Traditional and Heavy Tailed Self Regularization in Neural Network Models

Authors: Michael Mahoney, Charles Martin

ICML 2019 | Conference PDF | Archive PDF | Plain Text | LLM Run Details

Reproducibility Variable Result LLM Response
Research Type Experimental Main Empirical Results. Our main empirical results consist in evaluating empirically the ESDs (and related RMT-based statistics) for weight matrices for a suite of DNN models, thereby probing the Energy Landscapes of these DNNs.

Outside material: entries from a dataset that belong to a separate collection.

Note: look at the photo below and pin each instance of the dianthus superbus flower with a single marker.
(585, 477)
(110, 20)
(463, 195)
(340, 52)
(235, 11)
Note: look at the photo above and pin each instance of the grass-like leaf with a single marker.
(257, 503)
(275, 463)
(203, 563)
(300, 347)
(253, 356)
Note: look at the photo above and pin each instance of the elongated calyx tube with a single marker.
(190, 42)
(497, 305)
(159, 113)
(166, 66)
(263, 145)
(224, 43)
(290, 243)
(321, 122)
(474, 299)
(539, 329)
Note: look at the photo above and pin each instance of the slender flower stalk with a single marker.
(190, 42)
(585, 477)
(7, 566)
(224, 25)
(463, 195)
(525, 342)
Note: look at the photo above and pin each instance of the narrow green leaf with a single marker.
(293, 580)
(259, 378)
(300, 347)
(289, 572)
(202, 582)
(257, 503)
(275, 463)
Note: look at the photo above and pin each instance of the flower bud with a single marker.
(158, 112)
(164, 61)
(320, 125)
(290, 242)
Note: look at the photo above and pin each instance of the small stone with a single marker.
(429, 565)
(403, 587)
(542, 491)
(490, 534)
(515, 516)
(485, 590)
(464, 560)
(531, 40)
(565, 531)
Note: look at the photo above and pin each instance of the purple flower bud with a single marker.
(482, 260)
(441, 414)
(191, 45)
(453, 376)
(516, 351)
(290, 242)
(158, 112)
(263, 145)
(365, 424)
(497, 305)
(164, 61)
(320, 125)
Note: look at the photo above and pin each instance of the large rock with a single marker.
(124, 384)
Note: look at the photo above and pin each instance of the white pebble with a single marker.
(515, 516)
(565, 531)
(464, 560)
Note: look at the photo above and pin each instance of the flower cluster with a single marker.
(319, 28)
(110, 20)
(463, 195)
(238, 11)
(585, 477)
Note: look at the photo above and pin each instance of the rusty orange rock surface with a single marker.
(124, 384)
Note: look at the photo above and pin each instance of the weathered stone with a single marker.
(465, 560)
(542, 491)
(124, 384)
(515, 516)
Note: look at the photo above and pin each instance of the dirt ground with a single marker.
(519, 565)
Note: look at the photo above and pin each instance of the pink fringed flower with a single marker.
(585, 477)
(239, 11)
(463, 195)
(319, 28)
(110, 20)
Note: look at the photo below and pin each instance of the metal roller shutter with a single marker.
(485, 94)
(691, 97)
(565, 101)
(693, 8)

Researcher Affiliation Collaboration 1Calculation Consulting, 8 Locksley Ave, 6B, San Francisco, CA 94122 2ICSI and Department of Statistics, University of California at Berkeley, Berkeley, CA 94720. Correspondence to: Charles H. Martin <charles@Calculation Consulting.com>, Michael W. Mahoney <mmahoney@stat.berkeley.edu>.

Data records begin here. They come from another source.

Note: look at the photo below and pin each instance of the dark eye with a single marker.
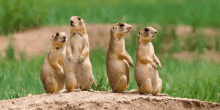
(57, 34)
(121, 24)
(146, 29)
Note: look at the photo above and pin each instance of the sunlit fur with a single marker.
(77, 66)
(52, 74)
(146, 73)
(118, 60)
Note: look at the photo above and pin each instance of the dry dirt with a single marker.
(84, 100)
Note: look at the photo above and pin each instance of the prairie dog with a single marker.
(77, 66)
(52, 74)
(146, 73)
(117, 59)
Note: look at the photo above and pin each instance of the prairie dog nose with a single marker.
(129, 27)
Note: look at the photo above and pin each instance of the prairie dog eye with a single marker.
(121, 24)
(146, 29)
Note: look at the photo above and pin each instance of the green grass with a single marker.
(194, 79)
(16, 15)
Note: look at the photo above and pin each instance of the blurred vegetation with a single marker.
(191, 79)
(16, 15)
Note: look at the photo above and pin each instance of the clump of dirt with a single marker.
(104, 100)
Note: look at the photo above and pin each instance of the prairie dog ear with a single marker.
(113, 28)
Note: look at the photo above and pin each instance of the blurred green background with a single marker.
(193, 78)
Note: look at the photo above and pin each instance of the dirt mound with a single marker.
(104, 100)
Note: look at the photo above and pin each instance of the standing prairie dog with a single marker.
(52, 74)
(146, 73)
(117, 58)
(77, 66)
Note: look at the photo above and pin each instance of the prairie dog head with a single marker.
(120, 29)
(59, 39)
(77, 24)
(147, 34)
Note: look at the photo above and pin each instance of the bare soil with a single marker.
(84, 100)
(37, 41)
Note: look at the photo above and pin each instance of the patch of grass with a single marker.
(16, 15)
(198, 42)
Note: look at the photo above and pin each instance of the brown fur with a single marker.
(117, 58)
(52, 75)
(77, 66)
(146, 73)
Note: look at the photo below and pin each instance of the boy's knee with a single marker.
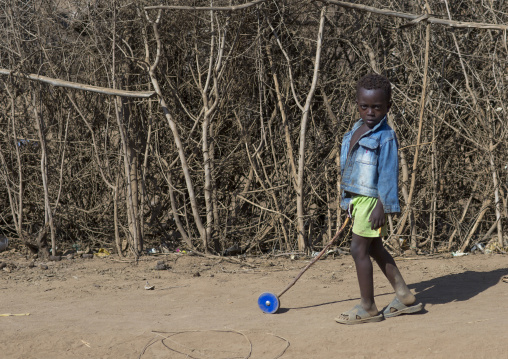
(358, 249)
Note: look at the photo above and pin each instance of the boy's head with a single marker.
(373, 97)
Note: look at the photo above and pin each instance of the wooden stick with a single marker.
(418, 18)
(204, 8)
(78, 86)
(317, 257)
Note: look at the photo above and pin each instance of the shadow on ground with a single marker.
(449, 288)
(456, 287)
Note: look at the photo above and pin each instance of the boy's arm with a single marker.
(388, 181)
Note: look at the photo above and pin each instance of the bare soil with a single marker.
(207, 308)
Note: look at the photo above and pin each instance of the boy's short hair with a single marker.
(375, 82)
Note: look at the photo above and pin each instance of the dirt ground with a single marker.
(207, 308)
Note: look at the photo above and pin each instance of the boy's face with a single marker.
(372, 105)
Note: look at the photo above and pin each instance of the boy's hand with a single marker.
(377, 217)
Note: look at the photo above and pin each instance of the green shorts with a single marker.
(362, 208)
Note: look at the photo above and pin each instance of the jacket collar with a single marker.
(360, 122)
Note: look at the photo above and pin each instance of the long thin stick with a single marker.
(317, 257)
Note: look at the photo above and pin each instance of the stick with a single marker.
(317, 257)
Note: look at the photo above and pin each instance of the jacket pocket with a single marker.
(368, 151)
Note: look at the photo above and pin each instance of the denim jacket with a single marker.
(372, 167)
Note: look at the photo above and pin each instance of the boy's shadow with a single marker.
(456, 287)
(449, 288)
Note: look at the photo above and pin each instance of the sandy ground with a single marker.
(207, 308)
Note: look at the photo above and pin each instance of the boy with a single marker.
(369, 169)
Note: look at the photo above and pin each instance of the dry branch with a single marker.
(417, 18)
(78, 86)
(204, 8)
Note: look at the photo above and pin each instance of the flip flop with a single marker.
(358, 315)
(397, 308)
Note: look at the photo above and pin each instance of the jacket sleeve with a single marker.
(388, 175)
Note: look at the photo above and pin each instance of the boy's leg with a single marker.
(360, 252)
(387, 264)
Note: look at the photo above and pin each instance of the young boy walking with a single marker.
(369, 168)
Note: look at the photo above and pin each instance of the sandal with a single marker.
(397, 308)
(358, 315)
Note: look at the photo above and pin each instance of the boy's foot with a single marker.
(397, 308)
(358, 315)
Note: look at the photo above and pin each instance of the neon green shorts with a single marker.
(362, 208)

Pseudocode No The paper does not contain structured pseudocode or algorithm blocks.
Open Source Code No The paper links to a third-party GitHub repository (https://github.com/deepmind/sonnet/blob/master/sonnet/python/modules/nets/alexnet.py) for the Mini Alex Net architecture, but there is no explicit statement by the authors that they are releasing their own source code for the methodology described in this paper.
Open Datasets Yes We used Keras 2.0, using 20 epochs of the Ada Delta optimizer, on the MNIST data set.
Dataset Splits No The paper mentions '100.00% training accuracy, and 99.25% test accuracy on the default MNIST split' and 'Training and Test Accuracies' for Mini Alex Net. While training and test splits are implied, specific details about a validation split (percentages, counts, or explicit mention of a validation set) are not provided.
Hardware Specification No The paper does not provide specific hardware details (e.g., GPU/CPU models, processor types, or memory amounts) used for running its experiments.
Software Dependencies Yes We used Keras 2.0, with Tensor Flow as a backend.
Experiment Setup Yes All models are trained using Keras 2.x, with Tensor Flow as a backend. We use SGD with momentum, with a learning rate of 0.01, a momentum parameter of 0.9, and a baseline batch size of 32; and we train up to 100 epochs.